Right now, data from the U.S. National Institute on Drug Abuse shows that “methamphetamine abuse is most prevalent in the western and midwestern regions of the U.S.,” according to Glatter. “Nearly 70 percent of local law enforcement agencies from those areas of the U.S. indicate that methamphetamine is the drug that poses the greatest danger to its citizens.”
Add fentanyl to the mix, and risks run even higher.

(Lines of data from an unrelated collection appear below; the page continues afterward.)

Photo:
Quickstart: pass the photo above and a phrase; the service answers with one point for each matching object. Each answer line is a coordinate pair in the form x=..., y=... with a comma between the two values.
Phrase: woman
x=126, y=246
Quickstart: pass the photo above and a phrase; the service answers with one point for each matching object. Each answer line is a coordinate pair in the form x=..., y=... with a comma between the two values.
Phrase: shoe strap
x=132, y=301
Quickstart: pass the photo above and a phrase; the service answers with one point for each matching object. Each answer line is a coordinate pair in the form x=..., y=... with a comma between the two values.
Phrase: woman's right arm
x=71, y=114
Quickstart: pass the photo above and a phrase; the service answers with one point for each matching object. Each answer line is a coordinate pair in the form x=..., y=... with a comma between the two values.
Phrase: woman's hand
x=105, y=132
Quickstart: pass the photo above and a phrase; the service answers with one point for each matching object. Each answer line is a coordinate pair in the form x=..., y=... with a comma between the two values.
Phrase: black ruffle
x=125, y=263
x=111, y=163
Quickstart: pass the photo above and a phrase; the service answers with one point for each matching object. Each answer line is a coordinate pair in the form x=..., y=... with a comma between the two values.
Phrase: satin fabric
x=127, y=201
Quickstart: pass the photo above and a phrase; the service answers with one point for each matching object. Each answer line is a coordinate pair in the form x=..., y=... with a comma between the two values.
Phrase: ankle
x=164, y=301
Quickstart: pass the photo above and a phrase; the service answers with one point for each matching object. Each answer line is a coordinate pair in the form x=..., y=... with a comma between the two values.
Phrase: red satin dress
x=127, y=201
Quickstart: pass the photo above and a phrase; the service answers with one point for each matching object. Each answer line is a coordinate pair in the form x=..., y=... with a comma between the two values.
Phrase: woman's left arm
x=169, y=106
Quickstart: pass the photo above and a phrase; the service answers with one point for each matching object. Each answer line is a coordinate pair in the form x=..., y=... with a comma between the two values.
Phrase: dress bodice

“Fentanyl is 50 to 100 times more potent than morphine, and consequently may lead to respiratory depression and death,” Glatter said, and often “rescue” medications like naloxone won’t help.
“Standard doses of naloxone to reverse the respiratory effects of fentanyl are typically ineffective,” Glatter said, so “[only] intubation and mechanical ventilation may be lifesaving in the setting of fentanyl overdose.”